Translating from Latin as “Where are you going, Aida?”, QUO VADIS, AIDA? presents a portrait of a woman with some agency (she works as a translator for the UN and therefore has their protection) who struggles to help her city or family. Over the next 24 hours, we see the UN come up as absolutely useless as the Dutch soldiers understand they are not allowed to back up their threats, resulting in their utter humiliation. (It’s easy to say the UN is “useless” in conflicts like the Bosnian War and the war against Ukraine, but it’s an instrument, not a government, and only as useless as its member countries want it do be.) We see the Serbs bully and murder the Bosnians and ultimately convince them to go willingly to their doom. And we see Aida go from trying to protect her city to desperately trying to protect her family as things quickly devolve to every person for themselves.
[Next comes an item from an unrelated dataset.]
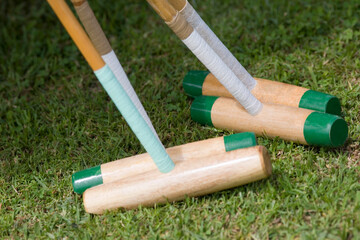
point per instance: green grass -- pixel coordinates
(56, 119)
The film making style is almost perfect. No heart wrenching music, the matter of fact presentation without an ounce of bias. The story is presented almost in a documentary manner, respecting the viewer to supply the requisite emotions. Aida is not a hero but instead a wife and mother desperately trying to keep her men alive. The story becomes steadily more painful to experience, as you can see what’s coming but like Aida know there’s no way to prevent it, right to the end, when the survivors on both sides must not only live together again but also with what happened to them and what they’ve done.
I find stories about the Bosnian War particularly relevant because for anytime I hear somebody in America threatening civil war, this is exactly what they’re promising. Even now, its lessons aren’t even learned in Bosnia–the film could not be shot in Srebrenica itself because the current mayor is a genocide-denier.